For large cysts (diameter more than 5 cm), with a predominantly intraparenchymal location (most of which are located inside the kidney), it is necessary to excise the “roof” of the cyst (its upper part). In this case, the inside of the cyst is treated with argon-enhanced plasma (Force Triad device, USA) to prevent cyst recurrence.

Open surgical treatment of simple kidney cysts is resorted to only when complications occur , such as suppuration or rupture of the cyst, its malignant degeneration, for cysts that have led to significant or complete loss of kidney parenchyma and hypertension. In addition, from the previously existing large list of indications for open surgery for simple renal cysts, there are also concomitant urological diseases that require open surgery, for example, some clinical forms of urolithiasis, stricture of the ureteropelvic segment. Open surgical treatment of a kidney cyst consists of nephrectomy, kidney resection, enucleation of the cyst or excision of its free wall.

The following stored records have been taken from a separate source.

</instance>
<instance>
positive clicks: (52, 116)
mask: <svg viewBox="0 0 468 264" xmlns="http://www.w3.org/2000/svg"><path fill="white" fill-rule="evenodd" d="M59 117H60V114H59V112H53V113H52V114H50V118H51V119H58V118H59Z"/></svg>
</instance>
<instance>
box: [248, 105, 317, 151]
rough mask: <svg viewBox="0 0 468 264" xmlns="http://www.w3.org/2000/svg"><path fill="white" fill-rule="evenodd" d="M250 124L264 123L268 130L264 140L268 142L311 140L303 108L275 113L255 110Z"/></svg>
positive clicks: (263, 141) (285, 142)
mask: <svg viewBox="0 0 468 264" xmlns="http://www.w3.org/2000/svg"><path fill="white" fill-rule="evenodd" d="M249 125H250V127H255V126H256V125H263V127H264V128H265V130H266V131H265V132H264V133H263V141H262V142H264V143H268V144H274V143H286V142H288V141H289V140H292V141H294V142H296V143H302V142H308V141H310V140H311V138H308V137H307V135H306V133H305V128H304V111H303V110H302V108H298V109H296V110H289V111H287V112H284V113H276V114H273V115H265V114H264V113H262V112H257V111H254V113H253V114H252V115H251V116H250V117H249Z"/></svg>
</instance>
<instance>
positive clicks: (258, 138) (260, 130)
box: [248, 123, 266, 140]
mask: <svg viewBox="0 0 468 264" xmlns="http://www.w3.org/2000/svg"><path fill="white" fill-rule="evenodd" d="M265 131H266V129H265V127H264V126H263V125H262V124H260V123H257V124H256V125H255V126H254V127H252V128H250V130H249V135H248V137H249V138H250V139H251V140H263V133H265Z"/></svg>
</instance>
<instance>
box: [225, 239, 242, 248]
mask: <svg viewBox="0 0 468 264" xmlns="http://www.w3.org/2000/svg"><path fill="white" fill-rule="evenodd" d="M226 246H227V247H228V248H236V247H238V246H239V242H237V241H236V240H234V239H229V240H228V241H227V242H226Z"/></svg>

Multiple cysts are sometimes confused with congenital polycystic kidney disease; the treatment of these diseases differs significantly from each other.

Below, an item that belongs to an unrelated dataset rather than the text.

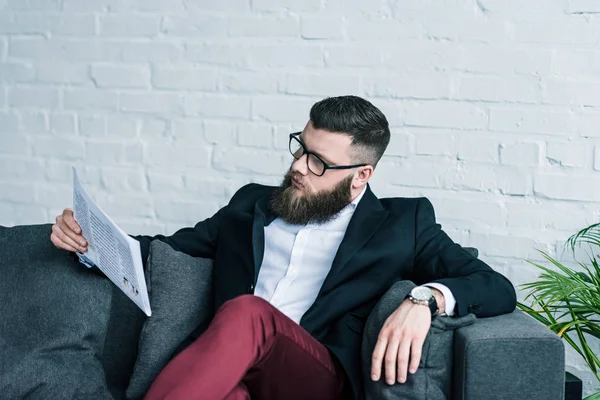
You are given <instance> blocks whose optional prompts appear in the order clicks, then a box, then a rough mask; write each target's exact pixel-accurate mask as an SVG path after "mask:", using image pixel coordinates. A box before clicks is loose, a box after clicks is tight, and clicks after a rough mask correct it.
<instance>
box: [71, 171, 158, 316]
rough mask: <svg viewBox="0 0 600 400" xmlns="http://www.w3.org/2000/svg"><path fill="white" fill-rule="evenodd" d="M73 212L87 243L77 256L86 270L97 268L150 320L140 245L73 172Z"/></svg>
mask: <svg viewBox="0 0 600 400" xmlns="http://www.w3.org/2000/svg"><path fill="white" fill-rule="evenodd" d="M73 212H74V216H75V220H76V221H77V223H78V224H79V226H81V231H82V235H83V237H84V238H85V240H87V242H88V250H87V251H86V252H85V253H77V255H78V256H79V260H80V261H81V262H82V263H83V264H85V265H86V266H87V267H90V268H91V267H93V266H96V267H98V268H99V269H100V270H101V271H102V272H104V274H105V275H106V276H107V277H108V278H109V279H110V280H111V281H112V282H113V283H114V284H115V285H117V286H118V287H119V289H121V290H122V291H123V293H125V294H126V295H127V297H129V298H130V299H131V300H133V302H134V303H135V304H137V306H138V307H139V308H140V309H141V310H142V311H143V312H144V313H145V314H146V315H147V316H150V315H151V314H152V313H151V311H150V301H149V300H148V290H147V288H146V280H145V278H144V268H143V265H142V254H141V251H140V244H139V242H138V241H137V240H135V239H132V238H131V237H129V235H127V234H126V233H125V232H123V231H122V230H121V229H120V228H119V227H118V226H117V225H116V224H115V223H114V222H112V221H111V220H110V218H109V217H108V215H106V214H105V213H104V212H103V211H102V210H101V209H100V208H99V207H98V206H97V205H96V203H94V201H93V200H92V199H91V198H90V197H89V196H88V194H87V193H86V192H85V190H84V189H83V186H81V183H80V182H79V179H78V178H77V171H76V170H75V168H73Z"/></svg>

Polycystic kidney disease is a congenital kidney disease that is usually inherited. The disease first appears in childhood or young age and progresses gradually with a slow increase. Sudden manifestation occurs extremely rarely, against the background of a cold or weakening of the body. In case of acute onset, polycystic kidney disease is manifested by a sharp rise in blood pressure and impaired excretory function of the kidneys. During examination, kidneys of enormous size are often discovered with degenerated renal tissue (parenchyma), which is compressed by multiple cysts.

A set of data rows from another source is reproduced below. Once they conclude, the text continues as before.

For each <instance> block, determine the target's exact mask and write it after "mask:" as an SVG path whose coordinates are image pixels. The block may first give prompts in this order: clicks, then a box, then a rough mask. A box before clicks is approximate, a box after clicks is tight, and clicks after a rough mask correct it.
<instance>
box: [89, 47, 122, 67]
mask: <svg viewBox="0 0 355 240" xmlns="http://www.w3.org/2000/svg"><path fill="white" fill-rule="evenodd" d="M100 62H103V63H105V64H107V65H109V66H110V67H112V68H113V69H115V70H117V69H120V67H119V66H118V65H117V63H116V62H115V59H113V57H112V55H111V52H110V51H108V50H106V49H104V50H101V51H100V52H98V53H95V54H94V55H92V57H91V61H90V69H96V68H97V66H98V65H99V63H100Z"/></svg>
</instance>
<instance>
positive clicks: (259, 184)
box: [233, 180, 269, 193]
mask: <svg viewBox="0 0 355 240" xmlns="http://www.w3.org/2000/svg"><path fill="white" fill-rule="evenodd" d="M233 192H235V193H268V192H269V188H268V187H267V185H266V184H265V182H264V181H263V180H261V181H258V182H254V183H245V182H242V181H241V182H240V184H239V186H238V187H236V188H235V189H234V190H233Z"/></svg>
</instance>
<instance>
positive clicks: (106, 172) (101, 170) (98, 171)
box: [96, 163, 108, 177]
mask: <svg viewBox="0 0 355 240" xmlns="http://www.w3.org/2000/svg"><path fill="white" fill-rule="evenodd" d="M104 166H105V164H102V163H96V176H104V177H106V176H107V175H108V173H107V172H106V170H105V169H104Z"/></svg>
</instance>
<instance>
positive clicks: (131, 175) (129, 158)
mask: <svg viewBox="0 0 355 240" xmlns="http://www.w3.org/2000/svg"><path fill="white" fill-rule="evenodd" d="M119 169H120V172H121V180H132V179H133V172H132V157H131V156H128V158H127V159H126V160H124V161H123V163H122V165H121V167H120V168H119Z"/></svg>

In congenital polycystic kidney disease, the feasibility of excision of cysts is questionable. Patients with polycystic kidney disease need surgical treatment only in cases of suppuration of the cysts. In general, therapeutic symptomatic (palliative) treatment is preferable for them to limit the growth of cysts, preserve kidney function and postpone the need for continuous hemodialysis and kidney transplantation for as long as possible. Even small single kidney cysts can cause the development of malignant arterial hypertension, which is not amenable to conservative treatment. Large cysts can cause atrophy of the kidney parenchyma and chronic renal failure.

Description example

Descriptive part: in both significantly enlarged kidneys there are multiple space-occupying formations, partially merging with each other, ranging in size from ... cm to ... cm. The formations have a hypo-, isointense MR signal on T1 and a hyperintense MR signal on T2, which indicates the presence of their composition is a stationary liquid with varying protein content.

CONCLUSION: The MR picture is characteristic of multifocal cystic lesions of the parenchyma of both kidneys and liver with possible hemorrhage into the cavity of individual cysts.

Pathogenesis

The childhood form of polycystic disease (Potter I) is inherited as an autosomal recessive trait and is often fatal in the first months of life. Often combined with developmental anomalies of the hepatobiliary zone (portal hypertension, primary hepatic fibrosis). All symptoms are clearly detected by ultrasound. An uncomplicated course is not an indication for an MRI examination.

The adult form (Potter III) is an autosomal dominant trait and causes progressive renal failure that begins around age 30. It is associated with liver cysts (30-60%), pancreatic cysts (10%), spleen (5%) and an increased likelihood of arterial-venous malformations and aneurysms of the circle of Willis (15%). However, these patients are no more likely than usual to be diagnosed with renal cell carcinoma. MRI is usually prescribed to determine the causes of hematuria and diagnose complications (hemorrhage, inflammation).